Nature Energy,a top international academic journal, published the latest joint achievement of researcher Zheng Kun (Institute of Solids) and professor Zhang Yongzhe (Institute of New Energy Materials) from Faculty of Materials and Manufacturing of BJUT. The publication is titled “Identification of embedded nanotwins at c-si/a-si: Hinterface limiting the performance of high-efficiency silicon heterojunction solar cells”(DOI:https://doi.org/10.1038/s41560-020-00768-4), with the first unit and sole communication unit as BJUT. According to statistics, since its founding, Nature Energy has published only 499 papers (including Articles and Reviews). Its immediate impact factor has exceeded 58.

At UN General Assembly in September 2020, China undertook solemnly to achieve the carbon discharges peak value by 2030 and realize carbon neutrality by 2060. To reach the target, PV generation based on the clean and renewable solar energy is a main technical solution. However, the relatively low photoelectric conversion efficiency makes it hard to lower the cost of PV generation and expand its application, which has long been a core problem for the PV industry. Considering the advantages of their material and performances, as well as their mature manufacturing processes, c-Si/a-Si:H heterojunction (SHJ) solar cells are now the hottest investment spot for investment and enjoy the largest production capacity among the latest generation of high-efficiency solar cells. In 2020, the globe saw a large-scale industrialization of SHJ cells. It is agreed that the interface defect and passivation mechanism of c-Si/a-Si:H is the key factor affecting the conversion efficiency of SHJ cells. Therefore, to precisely recognize and regulate c-Si/a-Si:H interface structure on atomic scale has become an urgent and serious challenge.

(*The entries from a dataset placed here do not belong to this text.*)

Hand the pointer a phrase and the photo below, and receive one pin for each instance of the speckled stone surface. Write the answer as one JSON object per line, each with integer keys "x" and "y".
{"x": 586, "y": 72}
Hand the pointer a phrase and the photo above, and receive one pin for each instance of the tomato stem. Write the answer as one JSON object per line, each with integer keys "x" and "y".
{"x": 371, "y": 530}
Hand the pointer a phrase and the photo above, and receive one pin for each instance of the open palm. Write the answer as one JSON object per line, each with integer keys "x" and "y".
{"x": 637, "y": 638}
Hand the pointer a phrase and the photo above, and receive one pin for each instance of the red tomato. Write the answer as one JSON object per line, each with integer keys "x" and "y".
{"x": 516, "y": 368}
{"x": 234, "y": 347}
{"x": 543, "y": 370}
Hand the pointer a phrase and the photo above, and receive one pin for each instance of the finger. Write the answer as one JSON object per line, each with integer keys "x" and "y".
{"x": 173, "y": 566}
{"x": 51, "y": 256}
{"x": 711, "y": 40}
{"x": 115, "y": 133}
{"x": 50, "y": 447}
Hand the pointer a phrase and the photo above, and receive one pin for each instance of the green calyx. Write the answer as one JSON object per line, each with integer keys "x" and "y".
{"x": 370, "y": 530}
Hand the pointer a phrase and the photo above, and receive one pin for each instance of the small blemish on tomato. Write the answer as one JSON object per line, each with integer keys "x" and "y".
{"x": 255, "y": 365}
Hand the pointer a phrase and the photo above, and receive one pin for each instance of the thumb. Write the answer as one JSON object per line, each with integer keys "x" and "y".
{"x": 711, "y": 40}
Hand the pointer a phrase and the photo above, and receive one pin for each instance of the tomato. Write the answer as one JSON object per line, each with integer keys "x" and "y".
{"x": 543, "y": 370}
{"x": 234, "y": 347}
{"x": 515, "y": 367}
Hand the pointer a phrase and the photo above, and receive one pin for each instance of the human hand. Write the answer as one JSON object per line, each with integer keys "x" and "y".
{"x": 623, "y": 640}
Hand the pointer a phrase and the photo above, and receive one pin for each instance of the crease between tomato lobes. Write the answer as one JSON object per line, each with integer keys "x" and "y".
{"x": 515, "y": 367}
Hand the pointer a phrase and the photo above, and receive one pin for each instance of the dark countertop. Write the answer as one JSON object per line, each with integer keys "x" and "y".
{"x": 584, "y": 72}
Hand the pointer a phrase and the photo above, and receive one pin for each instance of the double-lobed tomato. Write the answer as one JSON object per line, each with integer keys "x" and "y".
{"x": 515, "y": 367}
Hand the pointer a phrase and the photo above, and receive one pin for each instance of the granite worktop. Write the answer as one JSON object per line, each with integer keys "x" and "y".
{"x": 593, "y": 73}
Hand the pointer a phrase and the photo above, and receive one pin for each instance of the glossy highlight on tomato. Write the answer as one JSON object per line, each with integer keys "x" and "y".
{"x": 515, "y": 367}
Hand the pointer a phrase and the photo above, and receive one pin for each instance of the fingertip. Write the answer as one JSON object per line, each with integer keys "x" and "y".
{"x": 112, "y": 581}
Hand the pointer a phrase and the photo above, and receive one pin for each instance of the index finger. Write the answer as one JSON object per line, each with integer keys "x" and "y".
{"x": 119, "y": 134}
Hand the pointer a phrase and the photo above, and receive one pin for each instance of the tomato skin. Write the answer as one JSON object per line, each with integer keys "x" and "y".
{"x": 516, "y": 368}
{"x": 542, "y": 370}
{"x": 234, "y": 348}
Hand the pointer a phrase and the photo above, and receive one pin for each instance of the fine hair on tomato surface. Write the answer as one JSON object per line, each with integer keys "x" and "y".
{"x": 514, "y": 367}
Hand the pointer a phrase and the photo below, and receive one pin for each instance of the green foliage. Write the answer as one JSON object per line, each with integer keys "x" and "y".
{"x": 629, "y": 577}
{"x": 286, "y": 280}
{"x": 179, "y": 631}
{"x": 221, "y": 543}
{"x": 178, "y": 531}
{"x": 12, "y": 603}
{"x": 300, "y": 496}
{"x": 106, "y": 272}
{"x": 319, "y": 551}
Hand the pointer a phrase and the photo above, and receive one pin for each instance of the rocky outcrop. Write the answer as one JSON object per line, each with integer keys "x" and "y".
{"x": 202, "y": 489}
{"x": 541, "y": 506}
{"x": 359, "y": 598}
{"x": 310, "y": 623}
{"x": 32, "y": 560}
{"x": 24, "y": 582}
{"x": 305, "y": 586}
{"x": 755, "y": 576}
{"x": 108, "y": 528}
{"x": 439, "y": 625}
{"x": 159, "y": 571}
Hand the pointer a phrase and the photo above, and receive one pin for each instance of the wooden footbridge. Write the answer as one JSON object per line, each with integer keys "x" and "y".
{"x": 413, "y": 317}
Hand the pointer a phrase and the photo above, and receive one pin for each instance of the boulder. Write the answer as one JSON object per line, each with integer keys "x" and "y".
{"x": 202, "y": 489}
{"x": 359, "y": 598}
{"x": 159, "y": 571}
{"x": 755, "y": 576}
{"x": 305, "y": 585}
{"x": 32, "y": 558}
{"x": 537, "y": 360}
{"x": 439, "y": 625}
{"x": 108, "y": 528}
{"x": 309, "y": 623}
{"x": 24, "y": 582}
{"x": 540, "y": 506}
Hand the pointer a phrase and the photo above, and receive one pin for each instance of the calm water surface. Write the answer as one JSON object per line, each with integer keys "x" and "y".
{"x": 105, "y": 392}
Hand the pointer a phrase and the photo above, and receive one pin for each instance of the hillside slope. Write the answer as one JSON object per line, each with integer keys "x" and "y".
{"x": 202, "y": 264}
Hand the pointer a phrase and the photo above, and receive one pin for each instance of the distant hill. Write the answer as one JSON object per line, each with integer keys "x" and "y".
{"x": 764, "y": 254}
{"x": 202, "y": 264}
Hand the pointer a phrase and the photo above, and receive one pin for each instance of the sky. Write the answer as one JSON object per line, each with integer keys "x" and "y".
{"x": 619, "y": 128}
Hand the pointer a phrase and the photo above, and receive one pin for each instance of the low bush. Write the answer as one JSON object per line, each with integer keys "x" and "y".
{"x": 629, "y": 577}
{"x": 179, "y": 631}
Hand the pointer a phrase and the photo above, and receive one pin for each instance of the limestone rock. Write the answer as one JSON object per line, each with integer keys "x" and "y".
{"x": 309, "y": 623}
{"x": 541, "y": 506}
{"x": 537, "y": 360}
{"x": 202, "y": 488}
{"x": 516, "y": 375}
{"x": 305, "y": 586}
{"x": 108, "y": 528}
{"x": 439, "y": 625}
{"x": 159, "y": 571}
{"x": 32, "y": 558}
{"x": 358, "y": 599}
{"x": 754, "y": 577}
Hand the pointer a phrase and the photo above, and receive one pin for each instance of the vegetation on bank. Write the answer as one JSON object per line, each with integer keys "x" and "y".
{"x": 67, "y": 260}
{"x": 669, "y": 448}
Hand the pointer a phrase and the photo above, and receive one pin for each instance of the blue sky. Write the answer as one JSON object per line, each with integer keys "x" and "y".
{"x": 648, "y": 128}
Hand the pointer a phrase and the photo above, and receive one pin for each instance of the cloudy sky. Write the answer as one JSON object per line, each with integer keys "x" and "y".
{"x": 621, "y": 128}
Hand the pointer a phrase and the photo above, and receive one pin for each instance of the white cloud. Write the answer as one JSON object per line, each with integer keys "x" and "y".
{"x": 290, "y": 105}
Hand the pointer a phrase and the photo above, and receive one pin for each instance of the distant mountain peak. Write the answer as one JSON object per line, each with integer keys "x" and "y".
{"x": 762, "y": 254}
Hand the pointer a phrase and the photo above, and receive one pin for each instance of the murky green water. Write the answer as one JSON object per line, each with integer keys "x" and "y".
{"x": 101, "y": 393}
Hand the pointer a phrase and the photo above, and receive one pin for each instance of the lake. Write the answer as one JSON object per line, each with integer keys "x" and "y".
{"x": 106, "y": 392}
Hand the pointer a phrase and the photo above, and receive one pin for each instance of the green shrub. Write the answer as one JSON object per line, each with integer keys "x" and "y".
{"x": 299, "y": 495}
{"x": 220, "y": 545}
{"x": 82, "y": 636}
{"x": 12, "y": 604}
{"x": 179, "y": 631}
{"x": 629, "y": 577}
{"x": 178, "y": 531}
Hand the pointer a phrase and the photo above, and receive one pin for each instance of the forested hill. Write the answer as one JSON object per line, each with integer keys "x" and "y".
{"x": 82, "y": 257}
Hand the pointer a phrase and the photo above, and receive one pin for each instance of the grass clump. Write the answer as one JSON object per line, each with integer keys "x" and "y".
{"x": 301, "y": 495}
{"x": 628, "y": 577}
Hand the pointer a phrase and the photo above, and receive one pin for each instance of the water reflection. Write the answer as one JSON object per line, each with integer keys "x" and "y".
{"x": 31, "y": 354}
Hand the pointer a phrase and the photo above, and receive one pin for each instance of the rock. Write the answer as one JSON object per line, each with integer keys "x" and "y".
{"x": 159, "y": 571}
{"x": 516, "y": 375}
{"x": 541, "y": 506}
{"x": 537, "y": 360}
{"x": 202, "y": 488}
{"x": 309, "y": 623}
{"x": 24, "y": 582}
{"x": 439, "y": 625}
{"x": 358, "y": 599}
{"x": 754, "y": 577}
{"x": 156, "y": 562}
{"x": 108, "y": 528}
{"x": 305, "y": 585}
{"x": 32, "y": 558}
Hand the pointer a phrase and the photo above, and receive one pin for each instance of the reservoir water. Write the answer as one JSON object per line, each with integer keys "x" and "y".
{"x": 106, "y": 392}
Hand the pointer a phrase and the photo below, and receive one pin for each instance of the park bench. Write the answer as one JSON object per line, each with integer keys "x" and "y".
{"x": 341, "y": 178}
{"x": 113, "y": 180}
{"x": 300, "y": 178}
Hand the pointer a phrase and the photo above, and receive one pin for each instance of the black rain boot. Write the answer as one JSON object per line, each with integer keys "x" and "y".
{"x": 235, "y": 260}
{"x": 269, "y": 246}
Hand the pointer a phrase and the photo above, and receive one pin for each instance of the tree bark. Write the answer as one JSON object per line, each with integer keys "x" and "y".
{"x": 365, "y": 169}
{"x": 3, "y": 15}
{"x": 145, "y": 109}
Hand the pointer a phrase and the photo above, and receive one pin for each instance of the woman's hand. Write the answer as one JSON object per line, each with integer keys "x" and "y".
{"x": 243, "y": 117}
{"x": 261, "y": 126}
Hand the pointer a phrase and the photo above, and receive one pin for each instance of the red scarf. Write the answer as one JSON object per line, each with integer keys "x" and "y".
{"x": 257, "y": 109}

Since signing the strategic cooperation agreement in 2012, Faculty of Materials and Manufacturing of BJUT and Hanergy Chengdu R&D Center have made several breakthroughs through cooperation and collaborative innovation. In the research work of this paper, researchers chose mass-produced SHJ cells with world-leading performance indicators and conversion efficiency of 24.85% (M2 substrate, area 244.5cm2) as the object of research, employed the combination of observation through spherical aberration corrected transmission electron microscope and theoretical calculation and analysis to conduct ex situ/in situ observation, and established the atomic structure characteristics of interface and the law of structural evolution caused by annealing. With respect to the a-Si:H film with passivated c-Si{111} surface defect, researcher not only observed the phenomenon of conventional epitaxial growth, but also discovered for the first time the “embedded nano twin” as deep energy-level recombination center in the 2-3 nanometer epitaxial layer, which leads to a strain force field in the film and shorter life of photogenerated minority carriers and thereby limits the conversion efficiency of SHJ cells, which is a subversive and novel insight. A consensus derived from the extensive research on SHJ cells at home and abroad over the past 40-odd years is that the only deep energy-level recombination center existing at the interface is Si-dangling bond point defect. However, the latest result of the research shows that there is also a non-Si-dangling bond interface defect less prone to conventional passivation, that is, nano twin defect. Moreover, based on the law of reversing the nucleation-growth-termination and symmetry of “nano twin defect”, the research further clarified the factors inducing “nano twin defect” and the mechanism of action, providing the industry with a scientific basis of universal reference value and guiding significance. The new process of inhibiting “nano twin defect” on this basis reduces the density of states of such new defect (around 1/3 compared with the original process), laying the foundation for mass-produced SHJ cells to achieve new world record of conversion efficiency (25.11%, certified by internationally recognized third-party German research institute ISFH).